The Confederation of All India Traders (CAIT) has sought the exemption of Indian online gaming platforms from the proposed law in Karnataka to ban online gaming and betting. “The move by the Karnataka government in tabling the Karnataka Police (Amendment) Compliance Act, 2021 act (passed late September 21) can be seen as a setback to the state’s reputation of being a tech-hub and start-up capital,” Roland Landers, CEO, All India Gaming Federation had shared his concerns on the amendment in a statement.

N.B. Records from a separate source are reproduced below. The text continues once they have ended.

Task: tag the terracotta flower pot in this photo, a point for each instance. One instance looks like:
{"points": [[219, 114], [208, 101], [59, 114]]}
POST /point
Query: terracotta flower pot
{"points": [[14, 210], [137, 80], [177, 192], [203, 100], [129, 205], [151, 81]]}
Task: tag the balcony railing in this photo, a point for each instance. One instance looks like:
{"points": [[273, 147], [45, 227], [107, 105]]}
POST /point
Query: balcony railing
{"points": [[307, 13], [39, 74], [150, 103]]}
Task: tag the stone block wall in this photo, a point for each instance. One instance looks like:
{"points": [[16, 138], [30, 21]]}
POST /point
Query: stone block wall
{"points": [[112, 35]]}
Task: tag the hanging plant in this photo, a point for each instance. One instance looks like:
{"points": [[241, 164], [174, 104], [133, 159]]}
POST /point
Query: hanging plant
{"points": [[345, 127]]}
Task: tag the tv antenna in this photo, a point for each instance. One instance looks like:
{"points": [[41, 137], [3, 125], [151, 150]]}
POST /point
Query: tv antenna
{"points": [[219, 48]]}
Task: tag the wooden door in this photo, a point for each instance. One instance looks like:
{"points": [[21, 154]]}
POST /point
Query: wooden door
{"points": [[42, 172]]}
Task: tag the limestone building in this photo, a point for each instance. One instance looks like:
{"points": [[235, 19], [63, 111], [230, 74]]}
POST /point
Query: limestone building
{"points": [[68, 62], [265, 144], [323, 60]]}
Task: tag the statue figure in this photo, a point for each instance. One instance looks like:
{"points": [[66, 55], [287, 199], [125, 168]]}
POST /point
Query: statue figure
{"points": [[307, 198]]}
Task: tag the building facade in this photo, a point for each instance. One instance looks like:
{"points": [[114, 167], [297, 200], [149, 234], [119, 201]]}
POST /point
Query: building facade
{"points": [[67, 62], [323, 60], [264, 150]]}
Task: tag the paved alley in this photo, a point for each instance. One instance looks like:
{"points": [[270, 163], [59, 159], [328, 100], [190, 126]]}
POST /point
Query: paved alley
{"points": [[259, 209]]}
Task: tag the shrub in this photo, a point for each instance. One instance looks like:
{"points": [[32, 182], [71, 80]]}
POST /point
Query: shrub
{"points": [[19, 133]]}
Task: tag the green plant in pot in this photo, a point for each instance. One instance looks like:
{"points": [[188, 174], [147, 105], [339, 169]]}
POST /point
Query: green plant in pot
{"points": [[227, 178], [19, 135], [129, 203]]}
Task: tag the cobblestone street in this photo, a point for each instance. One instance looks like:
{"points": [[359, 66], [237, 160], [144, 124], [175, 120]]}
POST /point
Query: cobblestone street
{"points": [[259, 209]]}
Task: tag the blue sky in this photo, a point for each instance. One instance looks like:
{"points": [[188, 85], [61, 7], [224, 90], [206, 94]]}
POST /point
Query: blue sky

Speaking about the gaming sector, Karnataka Addition Chief Secretary, Commerce and Industry Department Ramana Reddy had recently shared at the CII summit, “In the last five years, Karnataka has had the investment of around 250 million US dollars in the last five years and it has a potential of creating 20 thousand new jobs in the next five years. We are also setting up an Esports Lab where when the Asian games will be held, medals will be given for esports activities. We want to encourage people to participate and win medals in the next Asian Games. The gaming industry will improve the cognitive skills of youth. We want to promote, encourage and ensure that it grows in the proper and regulated manner. The biggest USP of Karnataka, I would say is the coordination between the industry, academia, and the government where we have involved the industry itself in formulating our policies from time to time.”

FIFS’ (Federation of Indian Fantasy Sports) legal experts opined that the bill’s agenda is contrary to a catena of judgments delivered by the courts. In fact, vide judgment dated 30 July 2021 the Supreme Court has upheld the validity of online fantasy sports by stating that the issue of whether fantasy sports format amounts to gambling or betting or wagering is no longer res integra.

With the amendment, Karnataka joins the neighboring states Telangana, Andhra, and Tamil Nadu that brought in laws to ban online games involving prize money or stakes. The Tamil Nadu law was recently struck down by the Madras High Court and the government is now contemplating to appeal or bring in a new amendment.